Traiter de l’objection de conscience ? Ce n’est pas une philosophie. La défendre ? Ce n’est pas un système. L’objection de conscience est un acte personnel et libre.
Personnel d’abord. Il surgit du tréfonds de l’individu. Il est l’éternel non possumus opposé par l’homme à celui qui le contraint ou le broie.
Libre aussi. L’objecteur se décide par lui-même. Ses raisons sont à lui. Il ne les emprunte pas. Il les découvre dans son expérience et sa vérité intérieures.
L’objection est vieille comme la vie. Dès que l’homme a pris possession de sa pensée, dès qu’il a mesuré, angoissé, l’abîme qui séparait sa propre vision du monde des exigences de ses semblables, groupés en hordes ou en cellules organisées, qu’importe, ici et là, il est devenu objecteur.
Objecteur, Antigone mettant la loi des Dieux au-dessus de la loi des hommes.
Objecteur, le moine Luther refusant, à la Diète de Worms, de se soumettre à l’Église.
Objecteur, Savonarole payant de sa vie sa passion du peuple et de la vérité.
Et la liste serait longue, de ces hommes et de ces femmes qui ont refusé le plus lamentable des abandons, l’abandon de leur propre certitude.
Il n’est point question de se demander alors si l’acte qu’on accomplit est efficace dans ses conséquences, ou s’il ne l’est pas. Son objet dépasse les choses !
L’objection, qu’elle soit religieuse ou qu’elle soit laïque, qu’elle oppose son refus à la guerre — comme les Témoins de Jéhovah ; ou à la foi organisée comme Francisco Ferrer ; ou à l’inique société comme Sacco et Vanzetti — l’objection ne se place pas sur le plan extérieur et contingent. Elle se place sur le plan intime de l’être.
L’objecteur ne prétend pas empêcher la guerre en lui refusant ses bras, abattre l’Église en lui refusant son agenouillement ; renverser la Société en lui refusant sa collaboration. Par son refus obstiné, l’objecteur ne tend pas à autre chose qu’à rester en accord avec lui-même.
Ce n’est pas que son acte soit vain et son exemple sans lendemain. Il s’en faut ! Il découvre à la multitude, comme l’éclair au cœur de l’orage, ces chemins invisibles au commun des mortels, qui conduiront un jour aux réconciliations attendues.
Il est, dans notre humanité suiveuse et moutonnière, celui qui marche dans le chemin que sa volonté a tracé.
Il est notre conscience pour nous qui restons courbés sous la Loi.
Il est notre fanal pour nous qui demeurons environnés d’ombre.
Entendez crier : son acte est fou ! Il est vain ! Il scandalise, sans doute, si vous le regardez de l’extérieur, vous, faux réalistes.

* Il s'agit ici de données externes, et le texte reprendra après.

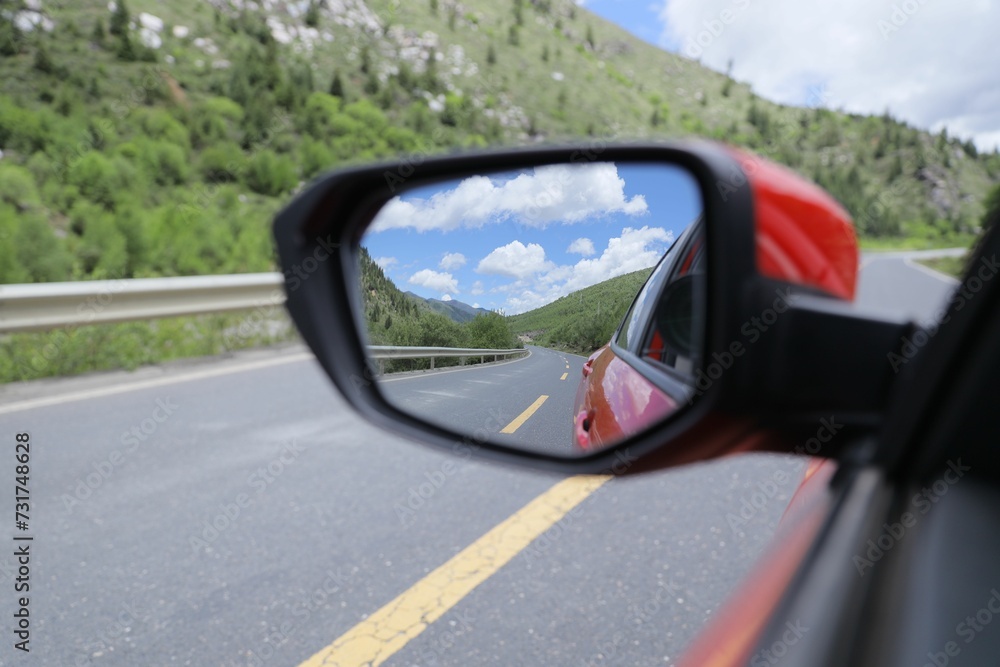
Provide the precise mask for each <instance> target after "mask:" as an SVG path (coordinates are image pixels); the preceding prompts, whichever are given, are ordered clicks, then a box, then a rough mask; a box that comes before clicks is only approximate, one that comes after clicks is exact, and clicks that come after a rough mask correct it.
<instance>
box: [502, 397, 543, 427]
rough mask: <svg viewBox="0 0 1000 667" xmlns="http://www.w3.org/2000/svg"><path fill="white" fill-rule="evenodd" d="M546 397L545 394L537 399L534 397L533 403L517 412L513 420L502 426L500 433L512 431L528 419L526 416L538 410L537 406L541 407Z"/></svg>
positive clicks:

Mais, pour ceux qui empruntent ce chemin secret de l’esprit qui descend à l’intérieur de l’homme, quelle révélation ! Quelle illumination !
Dans cette lutte si âpre, que « sans répit » nous menons depuis le fond des âges, contre la misère de notre état, les objecteurs sont nos guides.
Dans cette douleur infinie de l’homme pour s’arracher à la cécité de l’animalité et ouvrir enfin sur le monde un regard lucide, les objecteurs sont nos maîtres.
Toi qui me lis et que l’objection de conscience, peut-être, laisse perplexe ou incompréhensif, qu’au moins l’objecteur te soit sacré.
Un État qui lui refuse protection ne déshonore que les politiciens qui l’encombrent.
Mais un homme — parmi la multitude souffrante des hommes — qui lui refuse son aide ajoute encore aux chaînes qui l’accablent.
Il faut que nous arrachions à ce pays le statut qu’on lui doit et que 15 années de promesses ont enseveli dans la poussière des cartons des sempiternelles législations à venir…
Il le faut pour leur sauvegarde.
Il le faut pour notre honneur.
Si l’humanité, depuis des millénaires n’a pas désespéré d’elle-même dans sa misère ou pourri dans son opulence, c’est à tous ceux qui ont refusé de se trahir eux-mêmes, d’où qu’ils viennent, qu’elle le doit.
Tous ceux — et ils sont légion ! — qui ont dit non aux faux dieux séculairement renouvelés, tous ceux qui ont dit non à l’injustice, tous ceux qui ont dit non à la vénalité.
Surtout, tous ceux qui ont dit non à la vaine violence dévoreuse d’hommes et de libertés.